As you may already know, Initiative 933 (the "Property Fairness Act") probably will make it to the November ballot. I-933 is a property rights initiative that generally requires compensation for regulations that devalue private property.
Cities and counties had to go through exactly the same turmoil 11 years ago when Washington voters were presented with the same type of property rights legislation in the form of a referendum. Voters rejected that measure, but Oregon's recent passage of a similar initiative (Measure 37) has given property rights activists in Washington renewed hope. From my perspective as a city attorney, this is an unwise course.
The underlying concept of I-933, Oregon's Measure 37 and the 1995 referendum is the same: If a government regulation affects private property value or use, government (i.e., taxpayers) must reimburse the property owner for the loss. I-933 contains some narrow exceptions and takes the stance that property value or use will only be considered damaged if the burden of a regulation should be "in all fairness and justice borne by the public as a whole."
On its surface, this limitation resembles current takings and due process jurisprudence, but the initiative includes components defining "damaging the use or value" of property and other provisions that go much farther. The first defining subpart of "damaging the use or value" takes a big swipe at the zoning authority of government agencies, most directly at cities and counties. It would provide compensation for property devaluation caused by regulations "prohibiting or restricting any use or size, scope, or intensity of any use legally existing or permitted as of January 1, 1996."
In short, I-933 would not apply only to newly enacted restrictions. It would require compensation where "[a]n agency . . . decides to enforce or apply any ordinance, regulation, or rule" that comes within the subpart quoted above, i.e., ordinances that are as much as 10 years old that, if enforced, "would result in damaging the use or value of private property."

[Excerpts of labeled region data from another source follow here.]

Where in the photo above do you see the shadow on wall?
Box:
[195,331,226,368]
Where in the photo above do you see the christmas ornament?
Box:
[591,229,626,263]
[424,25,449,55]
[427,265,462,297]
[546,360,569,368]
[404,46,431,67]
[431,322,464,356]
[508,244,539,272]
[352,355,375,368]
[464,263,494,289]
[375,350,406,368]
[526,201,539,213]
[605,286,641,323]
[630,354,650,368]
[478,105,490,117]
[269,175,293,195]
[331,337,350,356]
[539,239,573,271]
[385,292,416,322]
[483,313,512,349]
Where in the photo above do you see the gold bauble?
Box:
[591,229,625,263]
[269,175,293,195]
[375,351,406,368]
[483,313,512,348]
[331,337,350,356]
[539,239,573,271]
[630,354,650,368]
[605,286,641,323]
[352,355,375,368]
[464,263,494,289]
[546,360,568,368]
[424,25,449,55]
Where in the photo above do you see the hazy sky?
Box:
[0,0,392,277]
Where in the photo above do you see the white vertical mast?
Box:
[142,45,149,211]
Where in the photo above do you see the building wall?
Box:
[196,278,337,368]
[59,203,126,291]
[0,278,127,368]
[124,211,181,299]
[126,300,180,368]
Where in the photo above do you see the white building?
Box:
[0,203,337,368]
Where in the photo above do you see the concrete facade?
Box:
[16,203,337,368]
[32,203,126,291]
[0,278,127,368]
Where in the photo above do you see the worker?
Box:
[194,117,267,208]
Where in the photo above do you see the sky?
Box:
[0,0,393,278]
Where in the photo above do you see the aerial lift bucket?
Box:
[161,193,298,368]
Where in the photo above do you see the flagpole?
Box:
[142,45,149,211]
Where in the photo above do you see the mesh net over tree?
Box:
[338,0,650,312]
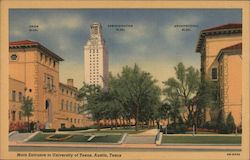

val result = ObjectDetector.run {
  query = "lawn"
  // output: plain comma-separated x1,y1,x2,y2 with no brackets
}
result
82,128,147,134
91,135,121,143
162,135,241,144
29,133,122,143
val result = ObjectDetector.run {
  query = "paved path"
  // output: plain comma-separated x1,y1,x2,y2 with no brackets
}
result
9,133,32,142
136,129,158,136
9,143,241,152
123,129,158,144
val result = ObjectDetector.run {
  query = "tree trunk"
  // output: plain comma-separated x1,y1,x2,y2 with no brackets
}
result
28,116,30,132
115,119,118,129
135,106,139,131
122,118,126,128
110,119,113,130
97,120,101,131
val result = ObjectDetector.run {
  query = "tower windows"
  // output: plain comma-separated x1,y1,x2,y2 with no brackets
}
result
211,68,218,80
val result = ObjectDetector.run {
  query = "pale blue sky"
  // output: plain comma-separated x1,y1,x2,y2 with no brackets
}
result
9,9,242,87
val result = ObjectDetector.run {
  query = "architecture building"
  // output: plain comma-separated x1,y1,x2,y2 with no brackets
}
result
196,24,242,126
84,23,109,88
9,40,92,128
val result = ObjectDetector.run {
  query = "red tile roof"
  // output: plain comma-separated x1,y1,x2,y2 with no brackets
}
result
9,40,63,61
216,43,242,61
202,23,242,32
222,43,242,51
9,40,39,46
196,23,242,52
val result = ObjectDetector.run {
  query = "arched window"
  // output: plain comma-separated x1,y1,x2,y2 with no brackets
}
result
70,102,72,112
66,101,69,111
61,99,64,110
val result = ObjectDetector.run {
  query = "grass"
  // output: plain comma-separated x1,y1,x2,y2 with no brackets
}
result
82,128,147,134
162,135,241,144
91,135,121,143
29,133,122,143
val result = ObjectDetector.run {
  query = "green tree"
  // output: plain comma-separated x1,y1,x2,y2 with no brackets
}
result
21,97,33,131
77,83,103,130
110,64,160,130
164,63,200,129
226,112,236,133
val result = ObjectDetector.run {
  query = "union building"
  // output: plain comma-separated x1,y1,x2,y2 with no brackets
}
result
9,40,91,130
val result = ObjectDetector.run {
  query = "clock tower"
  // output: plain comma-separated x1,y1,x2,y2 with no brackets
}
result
84,23,108,89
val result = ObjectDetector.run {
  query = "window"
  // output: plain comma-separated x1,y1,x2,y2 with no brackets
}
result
40,53,43,61
74,103,76,112
53,61,56,68
45,74,54,91
18,92,23,102
12,90,16,101
11,111,16,121
61,99,64,110
70,102,72,112
66,101,69,111
10,54,17,61
19,111,22,121
212,68,217,80
45,56,48,63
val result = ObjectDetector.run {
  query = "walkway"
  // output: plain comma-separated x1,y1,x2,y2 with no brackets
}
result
9,133,32,142
123,129,158,144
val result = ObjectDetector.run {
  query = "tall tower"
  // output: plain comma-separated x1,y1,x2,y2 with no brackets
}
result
84,23,108,89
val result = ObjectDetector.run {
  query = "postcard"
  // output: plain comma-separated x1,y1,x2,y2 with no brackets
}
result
0,0,250,160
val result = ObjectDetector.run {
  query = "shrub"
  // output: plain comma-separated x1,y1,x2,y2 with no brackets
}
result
58,127,91,131
226,112,236,133
41,129,56,132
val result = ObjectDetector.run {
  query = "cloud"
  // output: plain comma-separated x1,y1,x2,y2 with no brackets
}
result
28,13,88,31
161,14,201,46
114,22,153,44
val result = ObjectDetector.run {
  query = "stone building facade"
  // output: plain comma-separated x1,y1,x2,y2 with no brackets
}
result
9,40,92,128
196,24,242,126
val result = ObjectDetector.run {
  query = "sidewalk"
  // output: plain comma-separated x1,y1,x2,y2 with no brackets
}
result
136,129,158,136
9,142,241,150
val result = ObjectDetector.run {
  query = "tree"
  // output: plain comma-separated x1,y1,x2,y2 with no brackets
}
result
21,97,33,131
226,112,236,133
164,63,200,129
110,64,160,130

Suppose that the back of your home abuts a quiet, small convenience store. Suppose, too, that county zoning regulations used to allow convenience stores in your area, but in 1997 this changed when the county found your neighborhood incompatible with commercial use. As a result, the county adopted zoning amendments that prohibit commercial use, but existing uses such as the convenience store may continue to operate provided they do not expand in size or intensity.
Under I-933, if the convenience store owner wants to quadruple the size of her store and expand its hours from 12 hours a day to 24, the county must either allow the expansion and increase in hours or pay the convenience store owner for any reduction in property value resulting from a denial.
If you don't know much about the state of municipal finances in Washington, you may be thinking that under such post-I-933 circumstances your county will just pay off your neighbor and you don't have to worry about the convenience store. That's not going to happen. Cities and counties are going to do exactly what they were ready to do in 1995. They're going to adopt processes to waive regulations every time a hint of liability arises. In short, if the convenience store owner demands her expansion, your county won't be paying her $600,000 in property devaluation. The owner is going to be allowed to expand her convenience store.
The statistics from Oregon's similarly worded Measure 37 bear this out. Since Measure 37's adoption in 2004, property owners have filed more than 1,000 claims seeking more than $3 billion in damages. Ninety percent of the claims have resulted in waivers of regulations and 10 percent have been denied. No Oregon governmental entity has yet paid a dime for diminished property value.
In 1995, when Washington cities and counties were setting up waiver processes in anticipation of that year's property rights legislation, the idea was to have the waiver applicants pay for the costs of review. This keeps in line with the popular Washington credo that "growth should pay for growth" or, more cynically, "make developers pay for everything you can." That's not allowed under I-933, which would prohibit a government agency from charging a fee to cover the costs of waiving regulations in order to avoid I-933 liability.
The added bureaucratic costs don't stop there. Prior to adopting any regulation that could damage the use or value of property, the responsible government agency must document a detailed consideration of those property impacts, including less restrictive alternatives. Further, "property" is defined in the initiative to include any property interests protected by the due process and takings clauses of the state and federal constitutions. We're not just talking about real estate here.
The neighborhood convenience store example is actually fairly benign.
I-933 opponents assert much more extreme consequences. Their Web site is www.noon933.org. The Web site for the sponsors of I-933 is at www.propertyfairness.com.